Louis Danvers
Louis Danvers Journaliste cinéma

FULGURANCES RETROUVÉES – UN SPLENDIDE COFFRET RESSUSCITE QUATRE FILMS STUPÉFIANTS, GRÂCE AU TRAVAIL EXEMPLAIRE DE LA WORLD CINEMA FOUNDATION.

(1) DE FRED ZINNEMANN ET EMILIO GOMEZ MURIEL. AVEC SILVIO HERNANDEZ. 0 H 58. DIST: TWIN PICS. – (2) DE DJIBRIL DIOP MAMBETY. AVEC MAGAYE NIANG, MAREME NIANG, AMINATA FALL. 1 H 27. DIST: TWIN PICS. – (3) D’ AHMED EL MAANOUNI. AVEC LE GROUPE NASS EL GHIWANE. 1 H 26. DIST: TWIN PICS. – (4) D’ ERMEK SHINARBAEV. AVEC ALEXANDRE PAN, OLEG LI, VALENTINA TE. 1 H 36. DIST: TWIN PICS.

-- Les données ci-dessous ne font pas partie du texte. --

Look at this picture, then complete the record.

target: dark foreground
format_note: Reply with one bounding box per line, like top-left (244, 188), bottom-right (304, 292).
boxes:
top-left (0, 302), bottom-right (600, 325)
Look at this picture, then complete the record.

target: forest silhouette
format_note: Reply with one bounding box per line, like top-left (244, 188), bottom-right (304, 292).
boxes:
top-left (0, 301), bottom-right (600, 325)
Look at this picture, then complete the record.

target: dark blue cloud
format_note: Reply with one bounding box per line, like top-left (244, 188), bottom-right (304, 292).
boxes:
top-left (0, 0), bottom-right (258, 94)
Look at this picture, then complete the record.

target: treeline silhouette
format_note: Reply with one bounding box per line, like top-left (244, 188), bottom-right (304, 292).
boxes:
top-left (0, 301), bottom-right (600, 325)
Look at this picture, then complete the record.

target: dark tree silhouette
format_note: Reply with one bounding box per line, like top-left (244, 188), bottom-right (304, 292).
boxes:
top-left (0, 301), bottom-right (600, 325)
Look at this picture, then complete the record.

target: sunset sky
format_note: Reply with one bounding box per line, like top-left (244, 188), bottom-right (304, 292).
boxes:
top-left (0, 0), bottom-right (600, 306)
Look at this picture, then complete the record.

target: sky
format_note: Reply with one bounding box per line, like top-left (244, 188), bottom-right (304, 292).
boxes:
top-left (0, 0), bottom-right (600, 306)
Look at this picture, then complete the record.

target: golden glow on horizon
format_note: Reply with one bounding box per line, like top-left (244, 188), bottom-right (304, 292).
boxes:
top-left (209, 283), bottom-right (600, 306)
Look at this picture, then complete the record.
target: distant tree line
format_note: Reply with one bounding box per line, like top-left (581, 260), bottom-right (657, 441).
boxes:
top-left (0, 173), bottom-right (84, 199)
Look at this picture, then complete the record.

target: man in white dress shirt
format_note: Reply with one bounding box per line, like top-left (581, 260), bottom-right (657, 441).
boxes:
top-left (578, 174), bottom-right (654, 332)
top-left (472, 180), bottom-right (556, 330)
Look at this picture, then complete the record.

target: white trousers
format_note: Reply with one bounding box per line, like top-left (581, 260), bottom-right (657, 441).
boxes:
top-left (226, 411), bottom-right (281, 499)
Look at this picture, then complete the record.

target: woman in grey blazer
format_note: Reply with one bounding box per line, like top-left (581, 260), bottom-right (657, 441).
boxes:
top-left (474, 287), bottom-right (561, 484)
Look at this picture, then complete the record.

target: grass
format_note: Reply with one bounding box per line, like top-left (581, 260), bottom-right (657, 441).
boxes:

Martin Scorsese s’est fait, depuis longtemps, le chantre actif de la préservation des trésors cinématographiques du passé, et de leur restauration. Celui qui sut soutenir la Cinémathèque Royale de Belgique en des heures difficiles, et dont le dernier film Hugo célèbre le pionnier du 7e art Méliès, est aussi -entre autres- à l’origine de la World Cinema Foundation. Cet organisme sans but lucratif a été créé en 2007, sur le modèle de The Film Foundation que Scorsese avait déjà lancé aux Etats-Unis, en 1990, avec Kubrick, Spielberg, George Lucas et Clint Eastwood. Le propos de la World Cinema Foundation est de retrouver et de restaurer des films appartenant au patrimoine cinématographique mondial mais qui ne peuvent plus être vus pour cause de dégradation de la pellicule. Une quinzaine de titres ont déjà bénéficié, à ce jour, de l’action de la fondation. Et quatre d’entre d’eux font l’objet d’une édition DVD, sous la forme d’un superbe coffret, qu’accompagne un livret de 36 pages. Scorsese introduit lui-même cet indispensable objet, expliquant sa démarche de préservation mais aussi de (re)découverte, rendant aussi hommage à ses complices de la Cinémathèque de Bologne, qui a pris en charge les travaux de restauration.

Merveilles ressuscitées

Les £uvres retenues viennent du Mexique, du Sénégal, du Maroc et du Kazakhstan. Toutes font preuve d’une grande originalité tant dans la forme que dans le propos. Et toutes sont riches de sensations uniques, de fulgurances dont une restauration exemplaire restitue tout l’éclat. Les Révoltés d’Alvarado (1931) célèbre dans un noir et blanc splendide la révolte de pêcheurs mexicains opprimés par des patrons multipliant les profits en revendant un poisson qu’ils ont pris dans leurs filets sans en obtenir une rémunération convenable. Coréalisé par le jeune Fred Zinnemann (futur réalisateur de High Noon) et photographié par un autre Américain, Paul Strand, c’est un film engagé exaltant, joué par des non-professionnels à la présence impressionnante de vérité. Si Les Révoltés d’Alvarado prend parfois des allures de documentaire, Transes en est un. Ce film marocain de 1981 capte la folle intensité des prestations scéniques du groupe Nass El Ghiwane, dont les chansons hypnotiques poussaient les foules vers un état d’extase. La grâce habite aussi Le Voyage de la hyène (1973), chef-d’£uvre du réalisateur sénégalais Djibril Diop Mambety. L’échappée belle d’un jeune couple projetant d’émigrer vers l’Europe et nourrissant son projet de petites et grandes arnaques est contée en images vives et sensuelles, d’une force et d’un érotisme fous. Un film inclassable, génial ovni made in Africa qu’il faut voir absolument. Comme il faut savourer l’aussi beau qu’énigmatique La Flûte de roseau (1989), récit d’une vengeance à la coréenne projetée durant de longues années, et chroniquée en images réalistes et poétiques à la fois, aux admirables couleurs pastel.